I have selected two columns in a groupby object. How do I apply a true or false filter on one and then apply a function on the other?

Say I have the Airbnb dataset with a bunch of columns. Of interest are 'neighbourhood_cleansed', 'host_is_superhost' and 'price'. I wish to find the neighbourhood in which the difference between the median prices of superhosts and non-superhosts is the maximum.

I want to know if this can be done entirely using pandas functions.

My logic is to group by 'neighbourhood_cleansed' at first, then filter the groupby object into superhosts and non-superhosts, and then use the median function.
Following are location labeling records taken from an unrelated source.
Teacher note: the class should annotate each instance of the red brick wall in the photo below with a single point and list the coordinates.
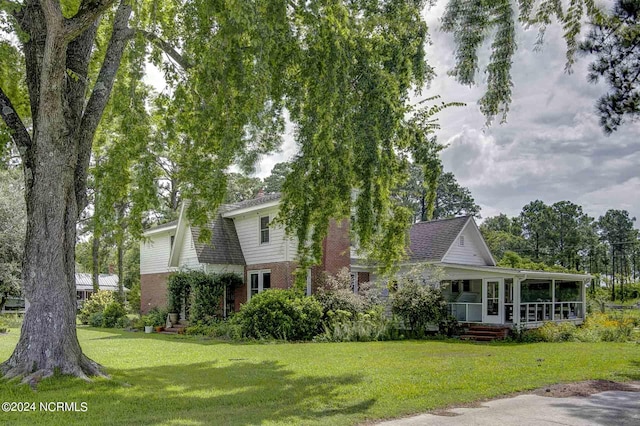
(281, 277)
(240, 296)
(336, 247)
(363, 277)
(153, 291)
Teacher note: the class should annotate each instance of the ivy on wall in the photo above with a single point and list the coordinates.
(198, 292)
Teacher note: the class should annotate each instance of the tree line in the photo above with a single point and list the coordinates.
(562, 235)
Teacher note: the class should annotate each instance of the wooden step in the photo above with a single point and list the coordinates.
(478, 338)
(484, 333)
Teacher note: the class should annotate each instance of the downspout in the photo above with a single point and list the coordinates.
(584, 298)
(518, 300)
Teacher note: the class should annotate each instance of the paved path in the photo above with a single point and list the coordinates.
(606, 408)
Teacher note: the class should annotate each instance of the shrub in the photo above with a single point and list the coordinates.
(96, 303)
(342, 326)
(335, 294)
(95, 320)
(207, 290)
(124, 322)
(157, 317)
(178, 288)
(138, 323)
(133, 297)
(112, 313)
(198, 292)
(419, 305)
(280, 314)
(612, 327)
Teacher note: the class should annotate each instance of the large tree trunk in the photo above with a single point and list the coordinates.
(48, 339)
(55, 161)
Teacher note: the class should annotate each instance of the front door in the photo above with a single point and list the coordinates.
(492, 300)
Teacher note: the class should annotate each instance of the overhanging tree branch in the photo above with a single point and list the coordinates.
(88, 12)
(120, 36)
(167, 48)
(16, 127)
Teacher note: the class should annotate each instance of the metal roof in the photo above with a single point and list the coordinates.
(106, 282)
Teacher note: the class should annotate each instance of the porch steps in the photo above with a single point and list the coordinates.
(485, 333)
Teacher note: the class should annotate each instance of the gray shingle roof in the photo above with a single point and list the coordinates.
(250, 203)
(430, 241)
(224, 248)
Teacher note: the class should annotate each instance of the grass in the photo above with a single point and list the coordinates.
(182, 380)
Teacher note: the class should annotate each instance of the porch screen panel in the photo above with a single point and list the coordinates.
(535, 291)
(266, 280)
(254, 284)
(493, 300)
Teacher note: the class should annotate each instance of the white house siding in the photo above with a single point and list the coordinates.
(293, 249)
(188, 256)
(248, 230)
(223, 269)
(154, 253)
(470, 253)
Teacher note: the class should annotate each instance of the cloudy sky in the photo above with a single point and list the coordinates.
(551, 148)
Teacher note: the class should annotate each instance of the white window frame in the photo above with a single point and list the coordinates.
(261, 230)
(260, 273)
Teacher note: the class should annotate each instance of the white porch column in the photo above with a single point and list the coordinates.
(553, 300)
(516, 301)
(584, 298)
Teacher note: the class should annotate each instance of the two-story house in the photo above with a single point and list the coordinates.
(245, 241)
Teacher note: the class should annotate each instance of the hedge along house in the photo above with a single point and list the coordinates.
(480, 292)
(243, 241)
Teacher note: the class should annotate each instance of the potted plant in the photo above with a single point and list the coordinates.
(148, 323)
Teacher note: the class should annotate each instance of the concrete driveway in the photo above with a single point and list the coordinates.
(605, 408)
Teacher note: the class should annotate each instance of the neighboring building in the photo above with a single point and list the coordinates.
(245, 242)
(84, 285)
(84, 289)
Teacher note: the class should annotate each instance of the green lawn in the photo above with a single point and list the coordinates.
(173, 380)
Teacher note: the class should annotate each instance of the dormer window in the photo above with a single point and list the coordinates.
(264, 229)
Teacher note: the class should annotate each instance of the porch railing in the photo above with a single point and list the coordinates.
(466, 312)
(551, 311)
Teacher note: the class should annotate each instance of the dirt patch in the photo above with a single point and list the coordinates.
(565, 390)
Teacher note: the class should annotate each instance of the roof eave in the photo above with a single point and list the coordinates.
(240, 212)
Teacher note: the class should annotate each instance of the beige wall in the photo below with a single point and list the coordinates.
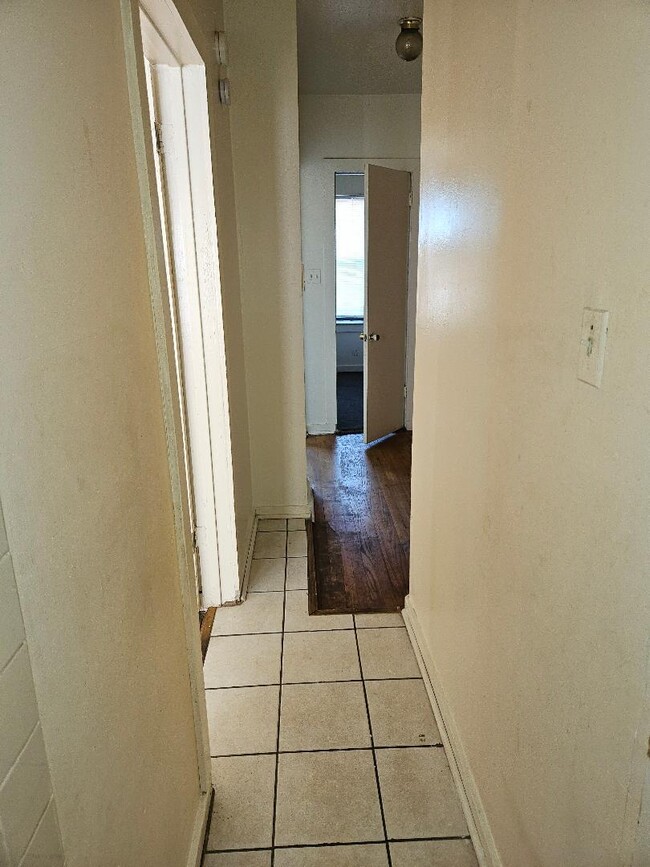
(83, 466)
(264, 124)
(339, 133)
(530, 488)
(29, 827)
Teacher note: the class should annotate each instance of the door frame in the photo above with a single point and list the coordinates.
(180, 29)
(330, 167)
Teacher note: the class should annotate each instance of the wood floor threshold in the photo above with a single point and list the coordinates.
(358, 543)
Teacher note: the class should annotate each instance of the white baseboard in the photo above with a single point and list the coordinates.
(319, 429)
(195, 855)
(301, 511)
(475, 816)
(243, 590)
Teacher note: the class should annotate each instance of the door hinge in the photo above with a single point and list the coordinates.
(158, 131)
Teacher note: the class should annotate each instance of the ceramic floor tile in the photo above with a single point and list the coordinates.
(387, 653)
(320, 656)
(271, 544)
(243, 660)
(257, 705)
(297, 543)
(400, 713)
(370, 621)
(418, 794)
(433, 853)
(261, 612)
(266, 575)
(370, 855)
(297, 573)
(242, 815)
(327, 798)
(320, 716)
(298, 619)
(239, 859)
(266, 525)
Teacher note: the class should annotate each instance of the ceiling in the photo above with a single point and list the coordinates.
(348, 46)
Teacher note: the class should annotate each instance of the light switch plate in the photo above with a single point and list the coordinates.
(592, 346)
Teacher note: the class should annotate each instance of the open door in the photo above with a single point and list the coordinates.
(387, 195)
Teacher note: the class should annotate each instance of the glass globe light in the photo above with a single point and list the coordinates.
(408, 44)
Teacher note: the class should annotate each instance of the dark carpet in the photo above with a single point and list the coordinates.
(349, 402)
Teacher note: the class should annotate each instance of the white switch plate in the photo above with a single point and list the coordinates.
(592, 346)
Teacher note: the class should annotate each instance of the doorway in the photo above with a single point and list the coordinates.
(350, 252)
(182, 200)
(359, 165)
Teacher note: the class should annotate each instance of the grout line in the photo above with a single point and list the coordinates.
(287, 632)
(312, 682)
(277, 739)
(329, 750)
(342, 843)
(12, 657)
(372, 742)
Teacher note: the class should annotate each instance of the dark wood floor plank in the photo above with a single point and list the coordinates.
(360, 536)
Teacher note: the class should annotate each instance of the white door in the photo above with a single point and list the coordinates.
(183, 354)
(387, 195)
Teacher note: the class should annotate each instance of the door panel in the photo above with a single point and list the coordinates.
(387, 234)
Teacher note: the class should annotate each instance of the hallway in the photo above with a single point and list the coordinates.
(362, 505)
(324, 747)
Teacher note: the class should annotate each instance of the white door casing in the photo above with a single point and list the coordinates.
(387, 195)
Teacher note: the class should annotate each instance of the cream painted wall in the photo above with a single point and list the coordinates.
(29, 827)
(83, 466)
(340, 133)
(530, 544)
(264, 128)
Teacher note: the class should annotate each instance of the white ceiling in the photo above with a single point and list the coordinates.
(348, 46)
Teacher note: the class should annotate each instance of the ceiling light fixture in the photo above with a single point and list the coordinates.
(408, 44)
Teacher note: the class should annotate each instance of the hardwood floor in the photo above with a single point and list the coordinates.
(362, 497)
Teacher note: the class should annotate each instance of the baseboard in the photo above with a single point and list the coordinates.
(301, 511)
(195, 855)
(475, 816)
(243, 590)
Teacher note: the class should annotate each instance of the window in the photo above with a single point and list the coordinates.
(350, 255)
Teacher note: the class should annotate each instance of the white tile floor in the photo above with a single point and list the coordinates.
(325, 751)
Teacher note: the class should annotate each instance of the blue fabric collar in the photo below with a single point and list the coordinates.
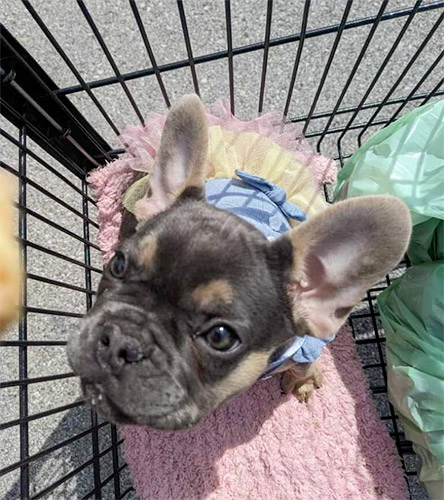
(255, 200)
(264, 205)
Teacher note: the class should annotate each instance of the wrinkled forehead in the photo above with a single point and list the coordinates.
(199, 247)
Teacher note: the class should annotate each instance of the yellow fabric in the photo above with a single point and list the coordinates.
(259, 155)
(254, 153)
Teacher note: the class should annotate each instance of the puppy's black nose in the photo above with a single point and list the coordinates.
(115, 350)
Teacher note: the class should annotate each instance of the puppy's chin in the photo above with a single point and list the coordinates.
(182, 417)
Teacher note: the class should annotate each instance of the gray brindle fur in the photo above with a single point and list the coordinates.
(146, 353)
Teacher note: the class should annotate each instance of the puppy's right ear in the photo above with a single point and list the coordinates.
(339, 254)
(181, 162)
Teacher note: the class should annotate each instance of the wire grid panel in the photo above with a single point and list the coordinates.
(340, 69)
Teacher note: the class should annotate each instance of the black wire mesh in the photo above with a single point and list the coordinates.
(50, 147)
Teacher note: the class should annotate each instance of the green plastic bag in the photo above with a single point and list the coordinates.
(406, 160)
(412, 314)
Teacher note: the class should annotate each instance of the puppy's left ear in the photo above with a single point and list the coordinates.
(181, 161)
(339, 254)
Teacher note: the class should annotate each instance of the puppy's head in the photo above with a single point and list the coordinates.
(196, 302)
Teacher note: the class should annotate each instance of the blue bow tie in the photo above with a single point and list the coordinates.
(275, 193)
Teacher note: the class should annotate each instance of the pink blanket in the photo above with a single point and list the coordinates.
(261, 445)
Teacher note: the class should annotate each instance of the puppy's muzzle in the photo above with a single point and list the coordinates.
(115, 349)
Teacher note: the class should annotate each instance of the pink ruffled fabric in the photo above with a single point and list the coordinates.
(142, 142)
(260, 445)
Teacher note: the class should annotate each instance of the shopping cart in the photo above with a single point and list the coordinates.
(73, 74)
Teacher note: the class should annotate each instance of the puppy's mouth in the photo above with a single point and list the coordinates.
(180, 417)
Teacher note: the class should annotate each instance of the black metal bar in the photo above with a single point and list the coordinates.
(350, 109)
(115, 455)
(35, 380)
(150, 52)
(71, 474)
(250, 48)
(110, 58)
(416, 87)
(48, 451)
(265, 58)
(32, 343)
(328, 64)
(354, 70)
(191, 60)
(372, 365)
(52, 312)
(58, 255)
(70, 64)
(298, 56)
(230, 53)
(88, 298)
(128, 490)
(51, 95)
(62, 284)
(412, 13)
(369, 341)
(358, 126)
(55, 225)
(44, 191)
(23, 325)
(403, 73)
(36, 416)
(113, 475)
(42, 162)
(43, 140)
(65, 133)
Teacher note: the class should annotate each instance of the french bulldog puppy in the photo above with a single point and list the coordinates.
(196, 302)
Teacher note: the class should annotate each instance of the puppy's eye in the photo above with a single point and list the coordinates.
(222, 338)
(117, 266)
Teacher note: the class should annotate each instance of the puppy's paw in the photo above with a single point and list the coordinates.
(303, 392)
(318, 377)
(288, 383)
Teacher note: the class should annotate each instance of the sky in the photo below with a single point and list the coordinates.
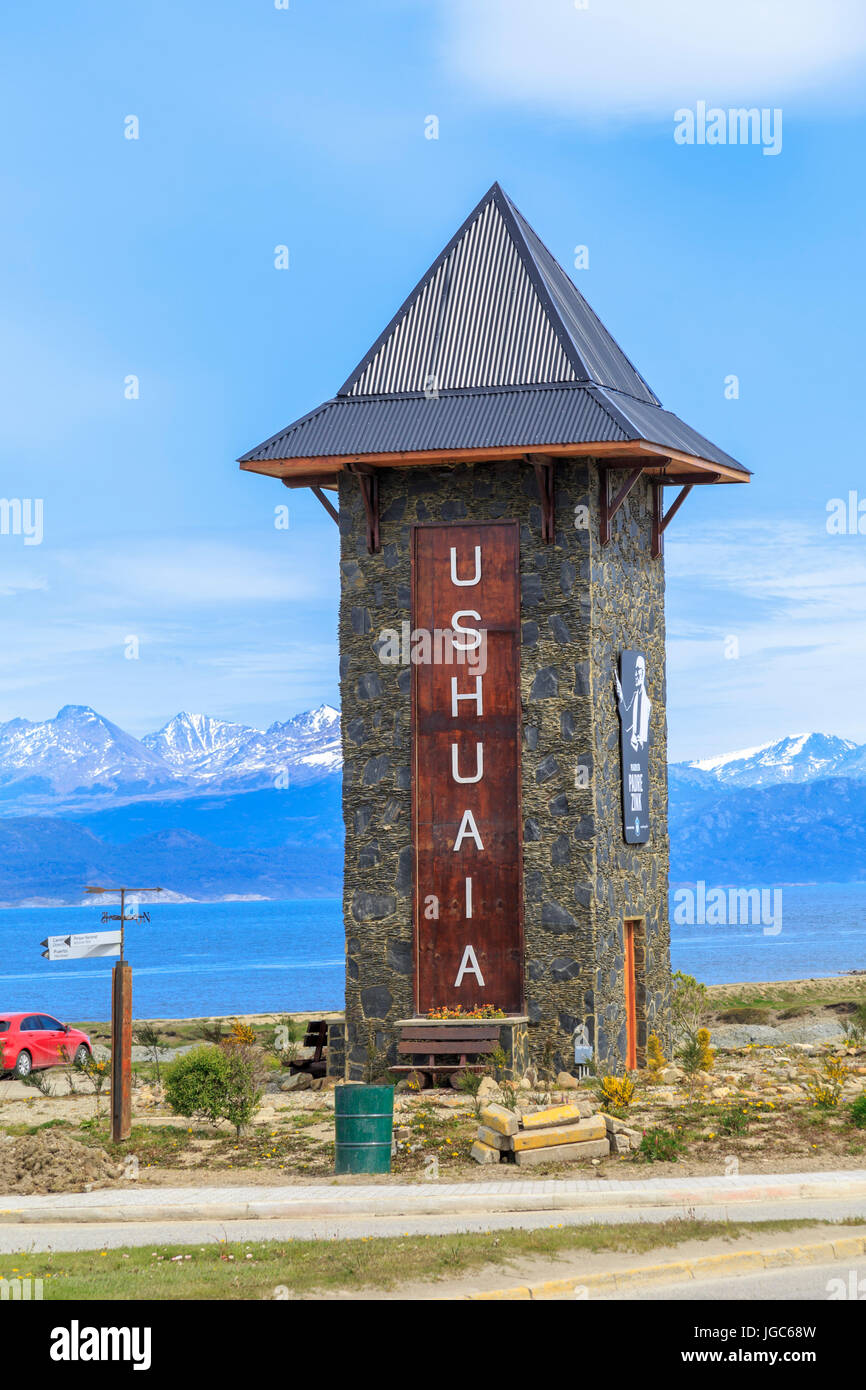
(148, 338)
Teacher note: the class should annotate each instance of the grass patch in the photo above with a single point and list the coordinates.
(745, 1014)
(256, 1269)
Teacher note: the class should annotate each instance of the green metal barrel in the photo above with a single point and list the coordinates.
(364, 1121)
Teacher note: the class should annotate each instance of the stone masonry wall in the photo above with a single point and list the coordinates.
(631, 880)
(573, 844)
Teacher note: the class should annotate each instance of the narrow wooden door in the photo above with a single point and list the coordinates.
(631, 1019)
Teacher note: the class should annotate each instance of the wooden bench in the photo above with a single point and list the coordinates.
(430, 1044)
(317, 1039)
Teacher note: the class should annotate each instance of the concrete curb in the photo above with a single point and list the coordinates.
(406, 1201)
(734, 1262)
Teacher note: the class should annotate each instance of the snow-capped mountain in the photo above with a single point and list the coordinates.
(196, 741)
(77, 751)
(79, 756)
(794, 759)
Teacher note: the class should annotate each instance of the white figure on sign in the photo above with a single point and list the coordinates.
(464, 584)
(455, 765)
(469, 966)
(635, 708)
(469, 830)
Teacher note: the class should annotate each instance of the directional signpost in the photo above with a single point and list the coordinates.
(82, 945)
(106, 944)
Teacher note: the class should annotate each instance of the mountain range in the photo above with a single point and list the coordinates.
(217, 809)
(81, 758)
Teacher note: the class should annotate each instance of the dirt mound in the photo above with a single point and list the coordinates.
(50, 1162)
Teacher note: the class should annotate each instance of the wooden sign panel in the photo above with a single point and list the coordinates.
(634, 708)
(466, 761)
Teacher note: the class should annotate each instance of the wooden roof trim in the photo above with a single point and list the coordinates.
(324, 470)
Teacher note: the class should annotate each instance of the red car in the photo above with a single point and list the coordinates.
(31, 1041)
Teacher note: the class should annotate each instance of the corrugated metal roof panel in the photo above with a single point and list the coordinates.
(520, 419)
(474, 320)
(494, 348)
(603, 360)
(495, 309)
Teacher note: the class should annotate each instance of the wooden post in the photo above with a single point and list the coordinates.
(121, 1051)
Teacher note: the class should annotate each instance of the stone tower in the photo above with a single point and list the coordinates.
(501, 466)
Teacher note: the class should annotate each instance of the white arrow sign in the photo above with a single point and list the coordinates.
(85, 944)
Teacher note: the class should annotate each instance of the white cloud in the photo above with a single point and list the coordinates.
(794, 598)
(647, 57)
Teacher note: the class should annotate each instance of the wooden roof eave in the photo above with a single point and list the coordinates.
(658, 460)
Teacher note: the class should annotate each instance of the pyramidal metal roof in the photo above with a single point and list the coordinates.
(494, 349)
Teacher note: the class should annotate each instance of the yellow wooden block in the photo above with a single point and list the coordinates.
(565, 1153)
(580, 1133)
(499, 1119)
(553, 1115)
(488, 1136)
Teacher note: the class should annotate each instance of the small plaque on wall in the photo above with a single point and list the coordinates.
(634, 708)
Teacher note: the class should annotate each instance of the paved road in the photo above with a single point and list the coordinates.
(104, 1235)
(809, 1283)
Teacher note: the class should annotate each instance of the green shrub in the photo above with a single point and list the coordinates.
(216, 1083)
(660, 1146)
(688, 1005)
(734, 1121)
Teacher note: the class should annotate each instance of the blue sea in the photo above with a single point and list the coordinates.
(228, 958)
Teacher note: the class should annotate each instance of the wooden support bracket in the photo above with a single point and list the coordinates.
(545, 476)
(369, 484)
(609, 506)
(325, 503)
(660, 519)
(317, 492)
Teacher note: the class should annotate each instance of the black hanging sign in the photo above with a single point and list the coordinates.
(634, 708)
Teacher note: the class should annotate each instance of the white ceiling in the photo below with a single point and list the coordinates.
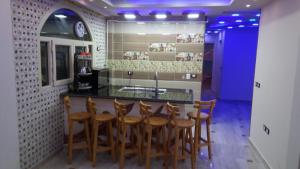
(176, 7)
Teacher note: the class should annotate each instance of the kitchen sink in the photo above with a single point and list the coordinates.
(141, 90)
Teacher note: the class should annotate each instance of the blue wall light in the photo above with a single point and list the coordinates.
(193, 16)
(252, 20)
(235, 15)
(129, 16)
(161, 16)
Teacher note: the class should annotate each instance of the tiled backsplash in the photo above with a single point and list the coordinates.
(149, 47)
(40, 110)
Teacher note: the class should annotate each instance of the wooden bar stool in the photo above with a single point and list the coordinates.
(99, 146)
(123, 122)
(183, 131)
(150, 123)
(80, 117)
(199, 116)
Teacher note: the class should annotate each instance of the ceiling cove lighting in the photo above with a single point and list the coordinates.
(193, 16)
(160, 16)
(60, 16)
(129, 16)
(235, 15)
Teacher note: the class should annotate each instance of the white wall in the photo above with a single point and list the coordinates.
(9, 146)
(276, 70)
(218, 40)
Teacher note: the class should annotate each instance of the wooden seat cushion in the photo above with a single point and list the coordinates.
(193, 115)
(129, 119)
(104, 117)
(183, 123)
(157, 121)
(77, 116)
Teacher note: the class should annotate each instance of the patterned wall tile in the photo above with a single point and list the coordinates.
(40, 111)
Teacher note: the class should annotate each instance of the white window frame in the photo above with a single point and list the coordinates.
(49, 62)
(52, 58)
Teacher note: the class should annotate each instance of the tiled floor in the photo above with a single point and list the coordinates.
(231, 149)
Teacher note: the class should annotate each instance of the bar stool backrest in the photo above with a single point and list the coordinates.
(122, 109)
(203, 106)
(91, 107)
(173, 111)
(145, 111)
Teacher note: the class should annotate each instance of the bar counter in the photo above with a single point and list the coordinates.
(179, 96)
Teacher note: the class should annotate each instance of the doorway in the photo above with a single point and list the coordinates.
(208, 58)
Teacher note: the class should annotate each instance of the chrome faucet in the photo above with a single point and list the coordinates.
(156, 82)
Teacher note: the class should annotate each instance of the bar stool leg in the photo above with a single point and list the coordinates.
(196, 139)
(165, 148)
(208, 138)
(176, 147)
(148, 155)
(183, 144)
(70, 142)
(88, 141)
(95, 142)
(192, 148)
(123, 144)
(111, 140)
(138, 135)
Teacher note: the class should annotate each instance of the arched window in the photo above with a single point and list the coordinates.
(64, 23)
(63, 35)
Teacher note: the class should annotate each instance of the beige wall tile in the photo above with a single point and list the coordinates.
(161, 38)
(135, 47)
(134, 38)
(155, 56)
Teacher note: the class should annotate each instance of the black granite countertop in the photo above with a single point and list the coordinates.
(180, 96)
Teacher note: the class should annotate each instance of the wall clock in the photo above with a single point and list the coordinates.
(79, 29)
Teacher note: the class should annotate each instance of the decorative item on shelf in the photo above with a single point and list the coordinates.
(83, 71)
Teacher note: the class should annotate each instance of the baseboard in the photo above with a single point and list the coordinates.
(259, 153)
(38, 166)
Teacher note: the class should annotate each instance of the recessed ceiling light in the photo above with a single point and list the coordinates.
(60, 16)
(235, 14)
(193, 15)
(160, 16)
(129, 16)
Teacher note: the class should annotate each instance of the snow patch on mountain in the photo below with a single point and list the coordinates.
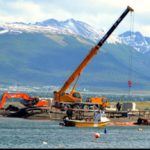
(69, 27)
(136, 40)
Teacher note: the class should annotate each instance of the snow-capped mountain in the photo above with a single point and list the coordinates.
(78, 28)
(136, 40)
(69, 27)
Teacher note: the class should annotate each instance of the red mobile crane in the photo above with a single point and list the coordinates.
(74, 96)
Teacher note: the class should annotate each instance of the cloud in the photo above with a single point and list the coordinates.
(98, 13)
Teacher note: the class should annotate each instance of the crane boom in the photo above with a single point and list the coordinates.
(91, 54)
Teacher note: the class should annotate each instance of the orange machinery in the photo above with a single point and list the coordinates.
(74, 96)
(29, 101)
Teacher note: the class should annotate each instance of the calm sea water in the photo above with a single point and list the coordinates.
(22, 133)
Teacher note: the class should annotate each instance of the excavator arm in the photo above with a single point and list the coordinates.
(61, 95)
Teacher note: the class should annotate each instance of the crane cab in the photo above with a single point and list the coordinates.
(73, 97)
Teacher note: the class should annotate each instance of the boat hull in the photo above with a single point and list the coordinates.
(82, 123)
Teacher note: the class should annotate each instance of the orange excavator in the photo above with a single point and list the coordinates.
(74, 96)
(28, 101)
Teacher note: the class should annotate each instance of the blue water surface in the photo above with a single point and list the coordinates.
(22, 133)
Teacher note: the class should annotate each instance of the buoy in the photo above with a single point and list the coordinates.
(105, 130)
(97, 135)
(44, 142)
(140, 129)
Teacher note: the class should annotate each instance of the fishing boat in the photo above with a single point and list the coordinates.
(99, 120)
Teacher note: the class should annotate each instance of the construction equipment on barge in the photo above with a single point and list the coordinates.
(28, 101)
(61, 97)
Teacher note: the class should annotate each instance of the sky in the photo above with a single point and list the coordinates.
(100, 14)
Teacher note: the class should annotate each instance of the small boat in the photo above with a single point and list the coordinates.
(101, 122)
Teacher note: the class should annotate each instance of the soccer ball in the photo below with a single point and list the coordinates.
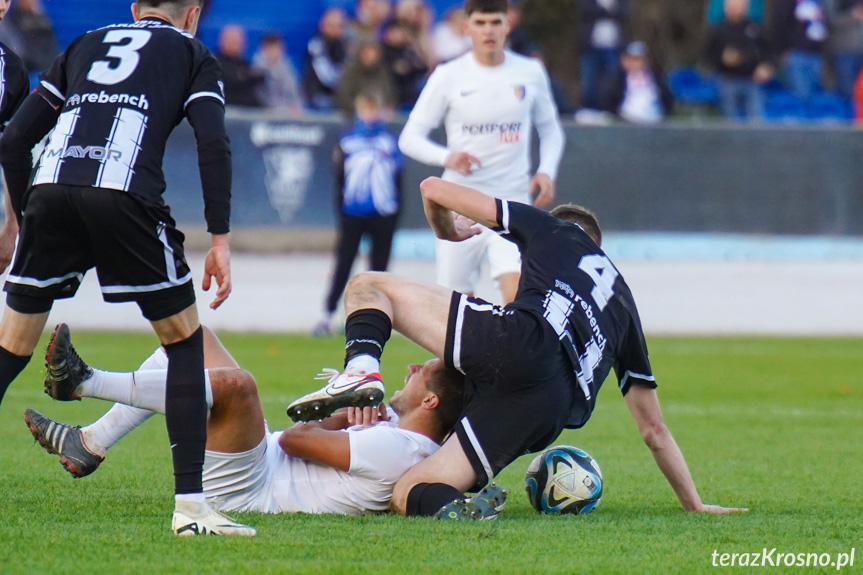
(563, 479)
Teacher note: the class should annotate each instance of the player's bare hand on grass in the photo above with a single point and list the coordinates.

I have defined a function func

def func(host_is_superhost, price):
    superhost_prices = price[host_is_superhost == 't']
    notsuperhost_prices = price[host_is_superhost == 'f']
    return (superhost_prices.median() - notsuperhost_prices.median())

listings = pd.read_csv("https://storage.googleapis.com/public-data-337819/listings%202%20reduced.csv",low_memory=False)
neighbourhoods = listings.groupby('neighbourhood_cleansed')[['host_is_superhost', 'price']]

When I run the following:

neighbourhoods.apply(func)

The error thrown is

TypeError: func() missing 1 required positional argument: 'price'

How do I solve this?

Do y'all have better ways of solving the initial question?

Solution

Your original func expected two arguments but only got one which is why you got the error message.

To understand what is going here when using apply try this example:

We can see that the 'source' column only has two values.

listings["source"].unique()

Out: array(['city scrape', 'previous scrape'], dtype=object)

Lets try a simpler version of func with a groupby on 'source':

def func2(row):
    print(type(row))
    print(row.shape)
    
    
grpby = listings.groupby("source")[["host_is_superhost", "price"]]
grpby.apply(func2)

Prints out:

<class 'pandas.core.frame.DataFrame'>
(55934, 2)
<class 'pandas.core.frame.DataFrame'>
(32012, 2)

This helps us understand that a when apply is used, func2 is being passed a single pd.DataFrame object with varying length.

An alternate approach that should accomplish what you want could use a pd.pivot_table to reshape the data and calculate the median of price. (Note that 'price' is not numeric and needs to be cleaned to be useful). For example:

listings["price_cleaned"] = (
    listings["price"].apply(lambda row: row.strip("$").replace(",", "")).astype(float)
)
pt = pd.pivot_table(
    listings,
    values="price_cleaned",
    index="neighbourhood_cleansed",
    columns="host_is_superhost",
    aggfunc="median",
)
pt["diff"] = pt["t"] - pt["f"]
mask = pt["diff"] == pt["diff"].max()
print(pt.index[mask][0])  # there is only one neighborhood in this case

'Westminster'